Container shipping is faced with a supply/demand imbalance through to the end of the decade, according to new analysis from Asian consultancy Linerlytica.
A slowing global economy alongside record amounts of newbuild tonnage pouring out of Asian shipyards is anticipated to put the brakes on earnings with the 2020s, to date, having been the most profitable period in liner shipping history.
“[C]ontainership fleet growth will continue to outpace demand growth, with excess supply projected to persist through 2029,” Linerlytica argued in a new report (see chart below).
Hua Joo Tan, Linerlytica’s co-founder, told Splash that the forecast does not account for the Red Sea shipping crisis. A reversion from the Cape route to the Red Sea would add a further 7% to the effective supply of containerships and would worsen the oversupply equation, Tan warned.
“The current ship order binge would lead to significant oversupply in 2027 and 2028, and this already incorporates an increase in vessel scrapping of over 600,000 teu per year,” Tan told Splash.
The International Monetary Fund (IMF) has just published the July 2025 update to its World Economic Outlook report. World trade growth is now projected at 3.5% in 2025, a sharp upward revision, before slowing to just 1.9% in 2026, as the effect of cargo front-loading reverses.
Commenting on the IMF report, analysts at Sea-Intelligence suggested: “This boom is projected to give way to a sharp slowdown in 2026, creating a significant whiplash risk for the container shipping industry. The current strength in trade volumes appears disconnected from underlying demand and is likely to correct itself.”
Sea-Intelligence argued that the global economic outlook suggests a period of “high uncertainty and volatility” ahead, where a sudden drop in demand in 2026 is a primary risk.
More immediately, the outlook for the second half of 2025 in the global container shipping market is shaping up to be a disappointing one, with weak demand, overcapacity, and trade policy turbulence leading liners to rethink their full-year financial outlook. Last week saw Japan’s Ocean Network Express revise downwards its projections for the full fiscal year, other lines are likely to follow suit.
Freight indices reflect the gloom. The Shanghai Containerized Freight Index (SCFI) has dropped for eight consecutive weeks, with carriers’ planned August rate increases failing to stick amid a supply-demand imbalance.

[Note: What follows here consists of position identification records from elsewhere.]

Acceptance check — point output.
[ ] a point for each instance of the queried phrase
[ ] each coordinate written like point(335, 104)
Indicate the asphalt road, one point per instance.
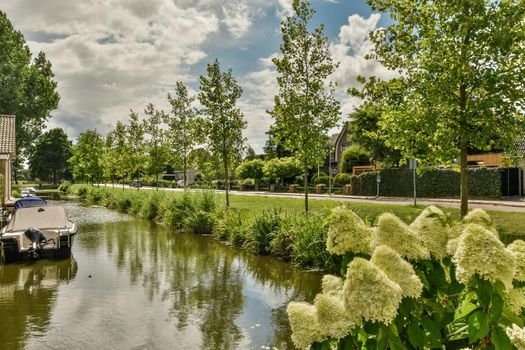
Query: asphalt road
point(512, 205)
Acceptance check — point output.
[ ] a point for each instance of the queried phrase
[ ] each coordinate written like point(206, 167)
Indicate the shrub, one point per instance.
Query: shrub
point(324, 179)
point(353, 156)
point(251, 169)
point(342, 179)
point(317, 175)
point(431, 183)
point(309, 247)
point(64, 186)
point(262, 231)
point(178, 210)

ONE, the world’s sixth-largest liner, released its Q1 results last Friday, slashing $400m off its full-year forecast with CEO Jeremy Nixon citing ongoing geopolitical and economic challenges.
“Our full year forecast is likely to face headwinds from continued geopolitical uncertainties and evolving market conditions in key economies and port congestion that impact global supply chains,” Nixon said.
According to Sea-Intelligence, early June’s short-lived rate rally has faded, and the much-anticipated peak season may be absent altogether. In a worst-case scenario, August volumes could plunge as much as 26% year-on-year, triggering more blank sailings and downward rate pressure.
Even if a short, urgent surge materialises in late September—driven by US importers scrambling to ship goods ahead of China’s Golden Week—analysts warn this would be a temporary blip. “We may see another spike in rates like June, followed by another steep drop,” Sea-Intelligence noted.